To calculate the probability that the store will be totally out of power on a given summer day, we need to consider the probabilities of both the town losing electricity and the generator failing.
First, let's calculate the probability of the town losing electricity due to high winds. We are given that on about 5% of days during summer, the town loses electricity. Therefore, the probability of the town losing electricity is 0.05, or 5% (since probability is expressed as a decimal or fraction).
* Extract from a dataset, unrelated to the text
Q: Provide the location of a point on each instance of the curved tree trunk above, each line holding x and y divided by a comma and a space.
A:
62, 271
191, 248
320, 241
Next, let's calculate the probability of the generator failing. We are given that the generator has a failure rate of about 2%. Therefore, the probability of the generator failing is 0.02, or 2%.
Since the generator functions independently of electric power, the town losing electricity and the generator failing are two separate events. To calculate the probability of both events occurring, we multiply the probabilities together.
Probability of the store being totally out of power = Probability of the town losing electricity * Probability of the generator failing
= 0.05 * 0.02
= 0.001
Therefore, the probability that the store will be totally out of power on a given summer day is 0.001, or 0.1%.